5 best practices for using open source community leaderboards

Written by Georg Link | September 28, 2021

On June 7, 2021 Tidelift hosted a new event called Upstream, a one-day celebration of open source, the developers who use it, and the maintainers who make it. All of the talks are available to watch at upstream.live, and several of our speakers offered to share their thoughts in a post-event blog post as well. Georg Link shares 5 best practices for using open source community leaderboards in this blog post, which was originally published on opensource.com.

It takes a community of people with varying skill sets and expertise to build open source software. Leaderboards have become a way for open source communities to track progress and showcase and celebrate top-performing contributors. If leaderboards are done right, they can increase participation, motivate contributors with gamification, and enhance the community. But leaderboards can also have adverse outcomes—including discouraging participation.

The Community Health Analytics Open Source Software (CHAOSS) community, a Linux Foundation project, focuses on bringing standardization to open source project health and metrics. Leaderboards are a topic that keeps coming up during those conversations.

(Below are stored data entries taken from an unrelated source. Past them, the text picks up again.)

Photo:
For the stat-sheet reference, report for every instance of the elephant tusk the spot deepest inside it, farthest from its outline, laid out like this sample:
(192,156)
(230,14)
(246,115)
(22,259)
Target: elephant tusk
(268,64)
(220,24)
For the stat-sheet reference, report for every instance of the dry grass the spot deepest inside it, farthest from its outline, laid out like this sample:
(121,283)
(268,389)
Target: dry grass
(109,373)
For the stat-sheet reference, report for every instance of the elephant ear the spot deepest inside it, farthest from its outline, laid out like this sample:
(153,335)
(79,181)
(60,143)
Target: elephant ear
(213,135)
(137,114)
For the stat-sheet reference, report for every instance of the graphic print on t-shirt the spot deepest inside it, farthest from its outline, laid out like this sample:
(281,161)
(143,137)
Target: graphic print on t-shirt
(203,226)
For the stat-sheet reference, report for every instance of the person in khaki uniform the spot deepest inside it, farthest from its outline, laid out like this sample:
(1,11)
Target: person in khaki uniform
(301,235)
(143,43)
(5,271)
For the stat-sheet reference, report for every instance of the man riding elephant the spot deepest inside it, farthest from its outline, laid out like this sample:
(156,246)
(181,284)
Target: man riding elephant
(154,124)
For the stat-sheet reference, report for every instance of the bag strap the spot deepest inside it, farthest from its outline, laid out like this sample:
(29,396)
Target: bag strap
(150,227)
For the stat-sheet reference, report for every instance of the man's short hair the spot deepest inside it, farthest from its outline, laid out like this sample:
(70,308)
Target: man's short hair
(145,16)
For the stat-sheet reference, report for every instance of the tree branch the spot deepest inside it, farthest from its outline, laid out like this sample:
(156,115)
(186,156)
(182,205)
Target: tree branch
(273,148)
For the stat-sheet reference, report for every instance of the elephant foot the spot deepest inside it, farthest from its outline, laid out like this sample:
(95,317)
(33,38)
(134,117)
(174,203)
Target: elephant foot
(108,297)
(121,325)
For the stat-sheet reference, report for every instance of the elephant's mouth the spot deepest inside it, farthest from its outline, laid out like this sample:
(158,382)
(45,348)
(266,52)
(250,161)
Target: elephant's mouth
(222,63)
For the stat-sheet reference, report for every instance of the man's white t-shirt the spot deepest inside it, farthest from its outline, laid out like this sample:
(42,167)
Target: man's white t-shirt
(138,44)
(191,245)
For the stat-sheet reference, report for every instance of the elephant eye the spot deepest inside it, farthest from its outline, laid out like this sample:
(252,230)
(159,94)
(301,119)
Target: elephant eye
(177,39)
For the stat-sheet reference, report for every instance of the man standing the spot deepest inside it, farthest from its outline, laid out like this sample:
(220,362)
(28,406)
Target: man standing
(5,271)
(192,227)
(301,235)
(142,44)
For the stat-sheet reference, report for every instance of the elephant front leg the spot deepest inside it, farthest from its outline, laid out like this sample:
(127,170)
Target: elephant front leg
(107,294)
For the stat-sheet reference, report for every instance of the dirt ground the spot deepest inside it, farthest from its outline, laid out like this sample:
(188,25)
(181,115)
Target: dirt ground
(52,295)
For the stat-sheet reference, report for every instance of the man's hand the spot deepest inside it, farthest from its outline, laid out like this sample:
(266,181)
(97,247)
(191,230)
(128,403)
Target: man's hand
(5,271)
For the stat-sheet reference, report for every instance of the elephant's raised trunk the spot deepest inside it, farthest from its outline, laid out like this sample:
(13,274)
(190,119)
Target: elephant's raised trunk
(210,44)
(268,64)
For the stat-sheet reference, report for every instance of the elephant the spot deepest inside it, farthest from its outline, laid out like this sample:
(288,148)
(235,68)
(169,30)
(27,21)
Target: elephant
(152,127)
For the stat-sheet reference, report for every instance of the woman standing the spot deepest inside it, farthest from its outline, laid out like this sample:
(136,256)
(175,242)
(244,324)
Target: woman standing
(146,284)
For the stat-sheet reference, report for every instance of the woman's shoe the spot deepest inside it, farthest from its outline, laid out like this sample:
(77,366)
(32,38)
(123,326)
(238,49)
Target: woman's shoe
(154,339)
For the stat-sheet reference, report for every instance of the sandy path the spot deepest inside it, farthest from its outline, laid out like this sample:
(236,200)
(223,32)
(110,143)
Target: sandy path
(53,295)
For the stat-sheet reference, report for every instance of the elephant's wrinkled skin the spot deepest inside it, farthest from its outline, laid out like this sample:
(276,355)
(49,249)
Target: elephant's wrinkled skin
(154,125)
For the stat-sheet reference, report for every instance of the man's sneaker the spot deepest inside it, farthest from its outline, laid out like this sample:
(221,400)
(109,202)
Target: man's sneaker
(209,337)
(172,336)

Initially, this blog post was a presentation I made for Upstream 2021, the Tidelift event that kicked off Maintainer Week, a weeklong celebration of open source maintainers. This article will explore five best practices to help communities use leaderboards successfully and improve their project health through metrics.

What are leaderboards?

Leaderboards display rankings among a group of people or companies. Leaderboards work very well in sports where athletes compete with the same goal of running the fastest, jumping the furthest, or lifting the most weight. There is no such competition in open source communities, and the context is much more complex, but leaderboards may still be helpful. For example, GitHub Insights shows contributors with the most commits to a repository, which shows at a glance whether a community has more than just one or two active contributors. Another example is the Drupal Marketplace, a leaderboard of ranked companies based on a community-created algorithm to reward companies with better positioning for being active in the community.

^{(Georg Link, CC BY-SA 4.0)}

The above graphic shows two examples of sites measuring community involvement:

On the left, GitHub Insights for the CHAOSS Community repository shows the most active commit authors.
On the right, Drupal Marketplace shows the companies that score highest for their contributions to Drupal, but without revealing the exact score and only the ranking.

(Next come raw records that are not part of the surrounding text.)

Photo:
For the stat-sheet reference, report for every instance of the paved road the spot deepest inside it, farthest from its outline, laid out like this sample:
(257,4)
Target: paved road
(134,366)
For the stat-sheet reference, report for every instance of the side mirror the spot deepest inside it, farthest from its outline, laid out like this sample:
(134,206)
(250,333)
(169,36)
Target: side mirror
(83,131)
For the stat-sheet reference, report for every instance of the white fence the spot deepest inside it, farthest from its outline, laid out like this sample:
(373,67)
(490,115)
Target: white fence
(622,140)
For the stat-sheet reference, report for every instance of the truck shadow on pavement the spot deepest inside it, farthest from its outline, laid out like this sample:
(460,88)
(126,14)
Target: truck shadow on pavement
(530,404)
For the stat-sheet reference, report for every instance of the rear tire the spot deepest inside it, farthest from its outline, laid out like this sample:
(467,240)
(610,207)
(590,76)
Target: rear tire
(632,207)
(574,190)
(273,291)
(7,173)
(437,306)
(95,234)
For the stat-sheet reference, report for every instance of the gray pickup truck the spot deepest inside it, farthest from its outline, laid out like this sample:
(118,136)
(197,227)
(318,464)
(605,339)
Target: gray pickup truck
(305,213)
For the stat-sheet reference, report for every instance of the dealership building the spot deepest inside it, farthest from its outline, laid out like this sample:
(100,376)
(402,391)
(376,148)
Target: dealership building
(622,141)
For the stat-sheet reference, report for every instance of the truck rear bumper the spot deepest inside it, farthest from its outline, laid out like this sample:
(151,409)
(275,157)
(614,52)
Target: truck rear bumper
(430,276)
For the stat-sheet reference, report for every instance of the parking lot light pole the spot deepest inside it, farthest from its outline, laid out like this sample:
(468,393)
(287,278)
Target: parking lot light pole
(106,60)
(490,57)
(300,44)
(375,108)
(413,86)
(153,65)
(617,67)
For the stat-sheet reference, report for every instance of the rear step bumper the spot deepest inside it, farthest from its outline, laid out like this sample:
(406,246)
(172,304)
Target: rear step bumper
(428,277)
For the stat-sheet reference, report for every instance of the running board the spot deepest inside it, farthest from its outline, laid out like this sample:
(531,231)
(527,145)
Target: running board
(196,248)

Why use leaderboards in open source communities?

Open source communities depend on voluntary contributions, whether from individuals or company employees (where a company expects an employee to devote a certain amount of time to supporting a specific open source project). Tracking top contributors helps people to easily see who is active, what they're achieving, and who is behind a project.

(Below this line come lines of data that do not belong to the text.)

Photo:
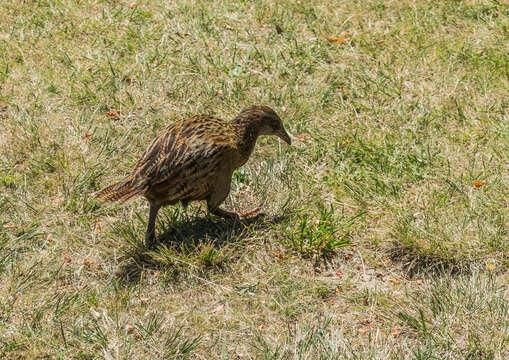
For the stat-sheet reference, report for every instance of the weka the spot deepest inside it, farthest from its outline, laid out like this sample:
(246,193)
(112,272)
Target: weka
(194,159)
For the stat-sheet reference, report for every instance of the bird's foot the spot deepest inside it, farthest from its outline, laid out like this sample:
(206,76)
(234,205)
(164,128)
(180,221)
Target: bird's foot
(246,214)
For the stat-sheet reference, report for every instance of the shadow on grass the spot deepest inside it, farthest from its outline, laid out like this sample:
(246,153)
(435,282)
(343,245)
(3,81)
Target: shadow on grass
(185,243)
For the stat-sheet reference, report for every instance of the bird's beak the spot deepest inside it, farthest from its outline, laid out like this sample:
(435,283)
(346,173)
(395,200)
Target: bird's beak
(284,136)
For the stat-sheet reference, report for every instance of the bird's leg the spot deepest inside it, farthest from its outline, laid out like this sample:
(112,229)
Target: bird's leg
(223,213)
(249,212)
(150,235)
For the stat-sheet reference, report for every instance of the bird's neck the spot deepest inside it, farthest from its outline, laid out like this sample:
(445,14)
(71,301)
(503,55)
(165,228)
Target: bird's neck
(248,130)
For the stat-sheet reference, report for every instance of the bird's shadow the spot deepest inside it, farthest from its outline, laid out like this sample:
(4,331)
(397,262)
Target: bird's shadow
(180,237)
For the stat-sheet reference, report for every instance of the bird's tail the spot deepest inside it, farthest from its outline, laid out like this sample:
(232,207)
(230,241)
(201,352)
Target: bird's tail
(119,192)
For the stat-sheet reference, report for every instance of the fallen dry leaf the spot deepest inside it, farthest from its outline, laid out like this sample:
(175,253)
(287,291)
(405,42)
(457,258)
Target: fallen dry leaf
(338,40)
(396,332)
(279,255)
(303,137)
(114,114)
(478,184)
(345,34)
(219,309)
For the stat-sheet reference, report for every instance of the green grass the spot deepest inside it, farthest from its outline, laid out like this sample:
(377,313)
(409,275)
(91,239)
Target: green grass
(391,128)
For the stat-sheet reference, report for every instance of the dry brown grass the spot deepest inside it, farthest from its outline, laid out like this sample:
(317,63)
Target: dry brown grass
(394,124)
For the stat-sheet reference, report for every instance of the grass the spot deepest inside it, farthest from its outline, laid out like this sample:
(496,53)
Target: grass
(392,126)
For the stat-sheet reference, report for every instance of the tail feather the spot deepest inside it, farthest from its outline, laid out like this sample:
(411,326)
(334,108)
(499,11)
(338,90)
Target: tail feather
(119,192)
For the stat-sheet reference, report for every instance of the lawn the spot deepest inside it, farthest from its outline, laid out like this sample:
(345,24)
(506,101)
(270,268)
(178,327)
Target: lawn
(385,232)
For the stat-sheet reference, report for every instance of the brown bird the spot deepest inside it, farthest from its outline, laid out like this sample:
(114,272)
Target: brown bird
(194,159)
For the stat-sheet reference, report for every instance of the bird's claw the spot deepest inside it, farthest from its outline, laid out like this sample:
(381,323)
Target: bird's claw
(246,214)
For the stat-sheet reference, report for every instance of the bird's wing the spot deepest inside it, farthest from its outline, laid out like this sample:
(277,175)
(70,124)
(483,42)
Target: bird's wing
(184,151)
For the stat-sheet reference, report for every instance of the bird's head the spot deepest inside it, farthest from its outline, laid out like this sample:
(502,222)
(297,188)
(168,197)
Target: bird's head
(267,120)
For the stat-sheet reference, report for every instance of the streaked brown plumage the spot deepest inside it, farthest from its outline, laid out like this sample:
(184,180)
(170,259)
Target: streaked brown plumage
(194,159)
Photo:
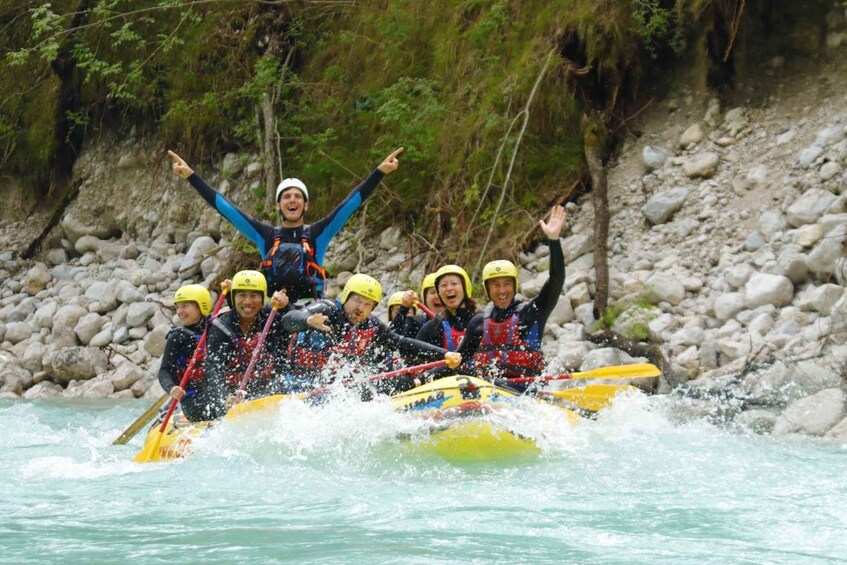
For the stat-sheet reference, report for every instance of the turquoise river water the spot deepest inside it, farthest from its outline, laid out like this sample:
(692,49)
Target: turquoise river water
(332,485)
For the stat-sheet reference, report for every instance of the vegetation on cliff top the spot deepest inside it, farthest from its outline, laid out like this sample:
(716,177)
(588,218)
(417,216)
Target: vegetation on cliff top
(487,96)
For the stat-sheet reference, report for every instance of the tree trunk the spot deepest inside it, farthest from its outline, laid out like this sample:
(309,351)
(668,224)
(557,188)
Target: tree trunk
(68,135)
(593,143)
(269,152)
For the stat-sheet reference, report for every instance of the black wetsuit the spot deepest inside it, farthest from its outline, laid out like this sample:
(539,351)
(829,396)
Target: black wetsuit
(434,330)
(179,349)
(228,355)
(368,348)
(403,324)
(263,234)
(531,321)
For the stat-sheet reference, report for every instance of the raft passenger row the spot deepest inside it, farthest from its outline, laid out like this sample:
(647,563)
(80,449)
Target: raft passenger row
(269,344)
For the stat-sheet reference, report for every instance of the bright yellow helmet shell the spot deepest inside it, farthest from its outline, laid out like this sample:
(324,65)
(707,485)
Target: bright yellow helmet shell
(500,268)
(250,280)
(195,293)
(428,282)
(455,270)
(364,285)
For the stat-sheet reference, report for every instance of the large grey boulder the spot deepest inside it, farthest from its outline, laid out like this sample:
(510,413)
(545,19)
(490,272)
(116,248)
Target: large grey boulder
(75,363)
(190,264)
(13,377)
(813,415)
(36,279)
(810,207)
(103,296)
(663,205)
(703,165)
(765,288)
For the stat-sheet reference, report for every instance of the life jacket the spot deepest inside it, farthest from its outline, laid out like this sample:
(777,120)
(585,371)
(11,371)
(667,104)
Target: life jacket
(294,267)
(503,353)
(311,351)
(184,359)
(452,336)
(237,364)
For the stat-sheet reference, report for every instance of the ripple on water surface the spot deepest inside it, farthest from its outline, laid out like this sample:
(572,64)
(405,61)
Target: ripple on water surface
(331,484)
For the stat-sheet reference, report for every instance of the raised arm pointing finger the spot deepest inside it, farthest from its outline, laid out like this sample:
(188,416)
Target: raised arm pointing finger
(180,167)
(391,163)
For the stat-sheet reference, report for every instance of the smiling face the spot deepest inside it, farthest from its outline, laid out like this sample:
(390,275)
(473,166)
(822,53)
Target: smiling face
(248,303)
(292,205)
(501,290)
(358,308)
(451,292)
(188,313)
(432,301)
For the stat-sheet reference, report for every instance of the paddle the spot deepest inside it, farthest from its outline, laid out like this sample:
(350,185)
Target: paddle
(593,397)
(152,447)
(429,313)
(255,357)
(416,368)
(389,374)
(141,421)
(637,371)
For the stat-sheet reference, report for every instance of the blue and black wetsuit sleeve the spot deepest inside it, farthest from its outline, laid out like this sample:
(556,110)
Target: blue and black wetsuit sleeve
(325,229)
(170,362)
(472,339)
(404,324)
(410,348)
(218,349)
(260,233)
(432,332)
(295,319)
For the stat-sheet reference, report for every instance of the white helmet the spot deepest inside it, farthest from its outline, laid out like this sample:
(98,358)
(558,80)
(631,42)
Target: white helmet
(292,183)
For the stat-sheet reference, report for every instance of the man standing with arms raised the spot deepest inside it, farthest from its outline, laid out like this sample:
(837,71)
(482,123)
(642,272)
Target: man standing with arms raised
(505,341)
(292,253)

Leaderboards create a sense of community for contributors where some members get highlighted for their open source work. Contributors who enjoy competition and like to engage in activities counted for the leaderboard's scoring, the desire to be on the leaderboard can inspire increased participation. This narrative makes it tempting to use leaderboards in open source communities. However, contributors who participate in ways that don't get counted in the scoring would not have any chance of showing up in the leaderboard and might be discouraged by it. This shows the importance of understanding how leaderboards work before using one in an open source community.

How leaderboards work

There are multiple theories behind the principles of how leaderboards work to incentivize people. Still, primarily, leaderboards serve to satisfy a human need for competence, autonomy, and social relatedness, as well as a human tendency to rank and compare each other to understand our abilities better. Gamification inspires competition with a continual goal-attainment-reward design.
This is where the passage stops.